Last fall I spent a lot of time optimizing the internals of FS2. The Free monad is used extensively in FS2 for modeling various algebras – most notably, an algebra supporting Stream and an algebra supporting Pull. Almost any operation a user performs on a Stream or Pull results in one or more bounces on the trampoline inside Free. As such, any optimization in Free pays off big time. In this article, we’ll look at one of these optimizations – map fusion.

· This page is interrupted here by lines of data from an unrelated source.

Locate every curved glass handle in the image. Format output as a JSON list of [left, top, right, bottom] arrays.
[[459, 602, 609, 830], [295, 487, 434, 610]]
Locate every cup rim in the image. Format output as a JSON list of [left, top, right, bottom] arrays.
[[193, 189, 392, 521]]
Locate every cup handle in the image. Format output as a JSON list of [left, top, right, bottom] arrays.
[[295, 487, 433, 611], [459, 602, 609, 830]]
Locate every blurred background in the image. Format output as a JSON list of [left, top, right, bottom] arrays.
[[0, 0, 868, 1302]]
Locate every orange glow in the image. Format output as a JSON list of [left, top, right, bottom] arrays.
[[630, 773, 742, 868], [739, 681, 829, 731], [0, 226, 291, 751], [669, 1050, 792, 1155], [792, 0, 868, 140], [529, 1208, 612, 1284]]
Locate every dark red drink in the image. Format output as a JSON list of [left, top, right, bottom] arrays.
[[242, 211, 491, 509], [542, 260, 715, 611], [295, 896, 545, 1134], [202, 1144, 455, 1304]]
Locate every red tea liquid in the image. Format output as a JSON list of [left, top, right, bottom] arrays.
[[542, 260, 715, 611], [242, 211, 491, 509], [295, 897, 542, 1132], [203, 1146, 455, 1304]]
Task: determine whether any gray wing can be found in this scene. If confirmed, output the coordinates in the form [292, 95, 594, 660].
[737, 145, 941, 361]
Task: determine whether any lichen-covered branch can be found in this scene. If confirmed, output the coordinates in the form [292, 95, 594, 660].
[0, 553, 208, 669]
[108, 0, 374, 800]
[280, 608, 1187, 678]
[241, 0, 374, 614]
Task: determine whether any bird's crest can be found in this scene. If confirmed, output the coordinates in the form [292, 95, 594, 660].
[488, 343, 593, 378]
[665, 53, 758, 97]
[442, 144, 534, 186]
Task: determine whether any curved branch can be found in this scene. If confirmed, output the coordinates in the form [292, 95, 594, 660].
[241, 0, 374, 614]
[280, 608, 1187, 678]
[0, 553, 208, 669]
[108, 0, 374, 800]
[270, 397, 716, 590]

Operator fusion is the act of condensing successive invocations of an operation in to a single invocation. Hence, map fusion is the act of condensing successive map invocations in to a single map. In the context of Free, map fusion means that for all fa: Free[F, A], f: A => B, g: B => C, fa.map(f).map(g) should result in the same internal structure as fa.map(f andThen g). This should result in a significant performance improvement for free programs with lots of successive map operations, especially if map is implemented in terms of flatMap and pure, as we can condense multiple bounces on the trampoline in to a single bounce.
Coyoneda
There’s already a data structure that provides map fusion for an arbitrary type constructor – Coyoneda. Here’s a simplified implementation of Coyoneda based off the one defined in Cats:
sealed abstract class Coyoneda[F[_], A] { self =>
type Pivot
val pivot: F[Pivot]
val transform: Pivot => A
def map[B](f: A => B): Coyoneda[F, B] = new Coyoneda[F, B] {
type Pivot = self.Pivot
val pivot = self.pivot
val transform = f compose self.transform
}
def run(implicit F: Functor[F]): F[A] =
F.map(pivot)(transform)
}
object Coyoneda {
def apply[F[_], A, B](fa: F[A], f: A => B): Coyoneda[F, B] { type Pivot = A } =
new Coyoneda[F, B] {
type Pivot = A
val pivot: F[Pivot] = fa
val transform: Pivot => B = f
}
def lift[F[_], A](fa: F[A]): Coyondea[F, A] =
apply[F, A, A](fa, identity)
}
Coyoneda[F, A] stores a value of F[X] for some X along with a function from X => A. It forms a Functor[Coyoneda[F, ?]] where mapping results in extending the transformation function by the function passed to map.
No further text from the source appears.